Publicado em 27 de novembro de 2020 às 13h04.

Última atualização em 27 de novembro de 2020 às 20h45.

O governo da Dinamarca disse nesta sexta-feira que quer desenterrar visons que foram abatidos para evitar a disseminação do coronavírus, já que alguns ressurgiram em valas coletivas.

O país ordenou que todos os visons de criadouros fossem abatidos no início deste mês depois de descobrir que 12 pessoas foram infectadas por uma linhagem do vírus causador da covid-19 que passou por uma mutação e que passou dos humanos para os visons e destes voltou aos humanos.

A decisão levou à aniquilação de 17 milhões de animais e à renúncia de Morgens Jensen, ministro dos Alimentos e da Agricultura, depois que se determinou que a ordem foi ilegal.
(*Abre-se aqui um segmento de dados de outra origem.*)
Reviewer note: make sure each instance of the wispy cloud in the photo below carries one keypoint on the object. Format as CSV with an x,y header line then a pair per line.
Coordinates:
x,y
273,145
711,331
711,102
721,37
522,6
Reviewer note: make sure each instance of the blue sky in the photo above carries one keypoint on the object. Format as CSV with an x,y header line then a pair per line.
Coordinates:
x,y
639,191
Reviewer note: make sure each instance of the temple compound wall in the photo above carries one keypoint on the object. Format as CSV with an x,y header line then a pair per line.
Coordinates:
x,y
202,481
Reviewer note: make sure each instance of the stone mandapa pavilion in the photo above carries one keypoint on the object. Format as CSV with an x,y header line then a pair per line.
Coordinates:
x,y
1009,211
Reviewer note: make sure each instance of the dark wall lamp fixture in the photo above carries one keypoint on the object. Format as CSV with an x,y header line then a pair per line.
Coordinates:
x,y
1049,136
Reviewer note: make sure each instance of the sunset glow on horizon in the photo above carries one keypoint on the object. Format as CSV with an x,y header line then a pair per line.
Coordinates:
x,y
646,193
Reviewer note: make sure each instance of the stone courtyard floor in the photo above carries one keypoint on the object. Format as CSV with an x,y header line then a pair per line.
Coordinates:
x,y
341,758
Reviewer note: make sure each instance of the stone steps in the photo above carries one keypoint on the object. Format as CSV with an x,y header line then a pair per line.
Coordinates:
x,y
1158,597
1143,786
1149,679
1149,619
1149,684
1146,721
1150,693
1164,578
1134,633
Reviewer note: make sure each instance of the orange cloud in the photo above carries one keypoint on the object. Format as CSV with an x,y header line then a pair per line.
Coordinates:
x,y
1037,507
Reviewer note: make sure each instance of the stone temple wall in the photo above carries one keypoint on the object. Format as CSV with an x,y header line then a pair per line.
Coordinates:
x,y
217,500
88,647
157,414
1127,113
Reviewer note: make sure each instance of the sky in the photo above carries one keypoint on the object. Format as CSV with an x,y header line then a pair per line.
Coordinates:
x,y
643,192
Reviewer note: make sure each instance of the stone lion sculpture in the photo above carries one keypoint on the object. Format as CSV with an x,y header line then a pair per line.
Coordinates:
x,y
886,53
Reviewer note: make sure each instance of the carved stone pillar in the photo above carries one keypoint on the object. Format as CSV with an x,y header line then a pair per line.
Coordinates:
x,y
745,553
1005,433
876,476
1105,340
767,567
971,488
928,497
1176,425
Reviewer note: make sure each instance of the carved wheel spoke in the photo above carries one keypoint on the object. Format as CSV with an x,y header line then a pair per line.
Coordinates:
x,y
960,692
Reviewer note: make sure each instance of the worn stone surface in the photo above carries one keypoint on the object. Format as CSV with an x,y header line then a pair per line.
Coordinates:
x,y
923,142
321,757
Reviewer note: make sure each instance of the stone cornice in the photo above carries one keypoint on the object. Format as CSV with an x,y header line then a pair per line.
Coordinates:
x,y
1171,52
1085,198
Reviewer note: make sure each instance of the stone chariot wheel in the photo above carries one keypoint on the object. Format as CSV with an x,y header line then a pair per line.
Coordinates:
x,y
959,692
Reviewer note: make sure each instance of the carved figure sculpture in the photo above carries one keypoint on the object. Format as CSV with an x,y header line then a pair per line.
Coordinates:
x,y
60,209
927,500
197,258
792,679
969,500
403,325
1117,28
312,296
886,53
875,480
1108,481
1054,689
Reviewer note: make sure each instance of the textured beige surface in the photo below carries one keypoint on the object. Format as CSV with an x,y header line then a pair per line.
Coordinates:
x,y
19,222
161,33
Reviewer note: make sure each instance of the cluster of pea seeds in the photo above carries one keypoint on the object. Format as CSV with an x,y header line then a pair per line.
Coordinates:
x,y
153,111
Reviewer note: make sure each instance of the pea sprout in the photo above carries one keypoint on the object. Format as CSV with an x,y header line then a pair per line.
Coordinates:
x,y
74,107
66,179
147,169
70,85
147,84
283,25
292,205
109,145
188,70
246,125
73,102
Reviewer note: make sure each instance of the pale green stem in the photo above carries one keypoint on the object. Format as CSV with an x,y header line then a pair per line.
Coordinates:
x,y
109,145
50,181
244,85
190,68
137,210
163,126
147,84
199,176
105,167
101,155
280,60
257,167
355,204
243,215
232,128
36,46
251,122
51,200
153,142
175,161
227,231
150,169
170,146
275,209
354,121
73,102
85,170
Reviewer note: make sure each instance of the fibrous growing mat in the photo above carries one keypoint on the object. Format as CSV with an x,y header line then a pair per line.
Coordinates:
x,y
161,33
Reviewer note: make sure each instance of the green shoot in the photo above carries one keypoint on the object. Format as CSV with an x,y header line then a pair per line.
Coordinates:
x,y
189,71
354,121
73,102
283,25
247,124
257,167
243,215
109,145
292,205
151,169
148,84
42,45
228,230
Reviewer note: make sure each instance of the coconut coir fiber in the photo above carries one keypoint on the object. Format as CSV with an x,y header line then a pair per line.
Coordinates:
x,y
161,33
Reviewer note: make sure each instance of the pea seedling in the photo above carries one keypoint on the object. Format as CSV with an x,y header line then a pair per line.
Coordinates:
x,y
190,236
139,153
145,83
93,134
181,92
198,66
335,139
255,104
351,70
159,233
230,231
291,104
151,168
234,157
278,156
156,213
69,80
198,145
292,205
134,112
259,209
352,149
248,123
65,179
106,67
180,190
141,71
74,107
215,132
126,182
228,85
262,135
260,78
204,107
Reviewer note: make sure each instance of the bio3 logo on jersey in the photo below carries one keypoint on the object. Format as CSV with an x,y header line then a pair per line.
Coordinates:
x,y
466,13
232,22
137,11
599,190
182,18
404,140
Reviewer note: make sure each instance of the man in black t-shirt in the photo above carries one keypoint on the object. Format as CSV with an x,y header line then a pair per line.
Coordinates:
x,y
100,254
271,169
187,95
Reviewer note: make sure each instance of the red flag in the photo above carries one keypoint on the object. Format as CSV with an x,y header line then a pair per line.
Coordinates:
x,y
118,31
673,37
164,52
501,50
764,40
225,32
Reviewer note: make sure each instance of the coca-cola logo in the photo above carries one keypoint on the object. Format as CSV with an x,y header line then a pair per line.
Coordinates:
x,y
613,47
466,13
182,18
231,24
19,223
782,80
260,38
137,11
Os visons mortos foram lançados em trincheiras em uma área militar do oeste dinamarquês e cobertos com dois metros de terra --mas centenas começaram a emergir, empurrados para fora do solo pelos gases da decomposição, de acordo com as autoridades, e os jornais se referiram a eles como "visons zumbis".

O substituto de Jensen, Rasmus Prehn, disse também nesta sexta-feira que apoia a ideia de retirar os animais e incinerá-los. Ele acrescentou que pediu que a agência de proteção ambiental analise se isto pode ser feito, e o Parlamento será informado sobre o assunto na segunda-feira.

Os locais de enterro macabros, vigiados 24 por dia para manter pessoas e animais à distância, levaram moradores da área a se queixarem de possíveis riscos à saúde, mas as autoridades disseram não haver perigo de propagação do coronavírus das valas.